NBC’s prime time coverage of the women’s Super G aired live here in the states the night of February 15 (it was the afternoon of the 16th in PyeongChang) but had cut away for other programming prior to Ledecka’s run. NBC’s primary skiing voice Dan Hicks proclaimed Austrian superstar Anna Veith the gold medalist after some twenty skiers had gone down the hill. Based on a variety of historical data and knowledge of the women’s field for the Super giant slalom, Hicks (with likely encouragement from network producers – and no disagreement from his sidekick Bode Miller) fully expected entrants outside the event’s first group of 20 to be too slow to crack the medal stand. Ledecka was the 26th skier down the steep course – which by then was chewed up and would make for slower finishing times. Add to that Ledecka had come to the games as a snowboarder – a completely different discipline.
Blame NBC’s America-centric spin on the women’s Super G and their obsession with condensing to fit our short attention spans for the blunder. They got the interview with Lindsey Vonn who commented on a run that went bad for her near the bottom of the course – and then NBC bailed out. I can’t remember if it was Tirico on the studio set later – or the primary figure skating voice who announced that there was a “surprise” on the slopes and the viewers would learn more after a commercial break. Out of the spots came tape of Ledecka’s gold medal run which was one one-hundredth of a second faster than Veith’s. Amazing.
Eight days later, Ledecka won the parallel giant slalom event. She was riding a snowboard – instead of skis. And this result was not unexpected given her status as defending world champ in the event.
The miss on Ledecka’s Super G run does not diminish the excellent job NBC did with these games over two and a half weeks. I watched a lot of it. Figure skating. Hockey. Speed skating. Skiing. The board events. The jumpers. Pretty much all of it except curling and biathlon.
It makes me uncomfortable knowing the body governing the Olympic games moved figure skating to late morning/early afternoon in South Korea so NBC could show the competition here in prime time. If I was running the games, I’d insist NBC’s billion dollar infusion not dramatically alter the schedule for attendees and participants on the soil of the host country. Yeah, the rights deal would get slimmer without such undue deference to the US broadcaster but this is a global competition. Figure skating is the crown jewel of the winter games and it should be slotted naturally for both the live attendees and competitors on normal local time. Heck, the US doesn’t even win gold in this event these days. Run it compatible with the body clocks of the athletes and the people who go to the arena.

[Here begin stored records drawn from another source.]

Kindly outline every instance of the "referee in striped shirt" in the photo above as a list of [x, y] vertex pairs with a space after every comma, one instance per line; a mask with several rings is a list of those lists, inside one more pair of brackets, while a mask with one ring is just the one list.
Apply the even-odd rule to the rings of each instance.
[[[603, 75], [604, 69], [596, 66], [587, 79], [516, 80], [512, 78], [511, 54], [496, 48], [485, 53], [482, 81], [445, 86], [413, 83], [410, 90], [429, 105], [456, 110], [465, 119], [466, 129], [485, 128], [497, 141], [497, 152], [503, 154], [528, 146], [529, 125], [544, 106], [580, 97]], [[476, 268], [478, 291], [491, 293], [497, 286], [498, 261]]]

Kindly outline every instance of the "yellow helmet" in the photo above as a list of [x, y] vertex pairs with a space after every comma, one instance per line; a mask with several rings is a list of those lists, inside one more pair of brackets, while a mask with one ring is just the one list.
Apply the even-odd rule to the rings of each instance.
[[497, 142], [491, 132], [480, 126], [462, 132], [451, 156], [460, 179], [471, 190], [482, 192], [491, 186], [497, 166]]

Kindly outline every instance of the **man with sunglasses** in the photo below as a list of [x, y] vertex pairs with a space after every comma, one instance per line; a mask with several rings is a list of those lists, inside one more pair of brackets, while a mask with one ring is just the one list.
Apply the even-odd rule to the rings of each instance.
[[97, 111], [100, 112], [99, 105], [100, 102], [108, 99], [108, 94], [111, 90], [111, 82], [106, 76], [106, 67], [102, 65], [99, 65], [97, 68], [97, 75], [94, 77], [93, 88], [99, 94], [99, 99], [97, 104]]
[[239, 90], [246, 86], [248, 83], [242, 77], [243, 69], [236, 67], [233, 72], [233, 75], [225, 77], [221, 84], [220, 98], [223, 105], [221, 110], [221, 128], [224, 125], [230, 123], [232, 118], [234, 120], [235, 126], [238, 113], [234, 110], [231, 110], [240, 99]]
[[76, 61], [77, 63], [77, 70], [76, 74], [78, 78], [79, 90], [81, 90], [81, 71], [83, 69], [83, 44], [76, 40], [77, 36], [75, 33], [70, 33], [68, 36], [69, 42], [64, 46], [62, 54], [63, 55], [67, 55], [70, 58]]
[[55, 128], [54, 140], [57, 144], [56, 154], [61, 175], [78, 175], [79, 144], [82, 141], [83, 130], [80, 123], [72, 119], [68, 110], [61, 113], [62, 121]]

The individual figure skating winners on both the men’s and women’s side were unbelievable. Wow. The stuffed dolls raining down on Hanyu’s short program and the dazzling, dueling free skates of the two young Russian women Zagitova and Medvedeva will be remembered forever by fans of the sport.
Johnny and Tara are the US voices of figure skating now for NBC. Their calls from the Gangneung Ice Arena were excellent although their unlikely ascension has coincided with the demotion of Scott Hamilton. Late in the games the Times profiled Hamilton – and further solidified the total class of his act – even as he battles a brain tumor. Hamilton stayed positive – and insightful on the “Olympic Ice” show – which devoted lots of time on NBC Sports Net to detailed analysis of figure skating which this year included a team event. The Times profile of Hamilton (written by Juliet Macur) said he watched the skating events in close proximity to Johnny and Tara – “often peeking at them over his reading glasses.”
“Let the fireworks begin,” said Johnny as Zagitova took to the ice for the long program. Tara knew what was coming and said the jumps would all come in the second half of the routine because the scoring system had incentives for that. “Hold onto your horses,” she said just before the jump sequence. “Every jump is accented on the music!”
The US women’s hockey team shootout win to take gold was a thriller. I actually listened to it on the radio. It was after 2 AM here when it ended.
Mr. Versatile Ted Robinson was solid as the main announcer on the speed skating events and NBC gave us a great documentary on the 1968 summer games to close their coverage. Narrated by Serena Williams, I’d highly recommend watching the 90-minute or so film on the ’68 games. It’s amazing. And it’s up on NBC’s Olympics web page now for streamers.
Nor’easter number two in six days comes tomorrow. We’re at 21.3 inches of snow for the season at LaGuardia. Wednesday’s accumulation will put us at a number that’s a bit above average for a NYC winter and then hopefully we can move on to the spring season.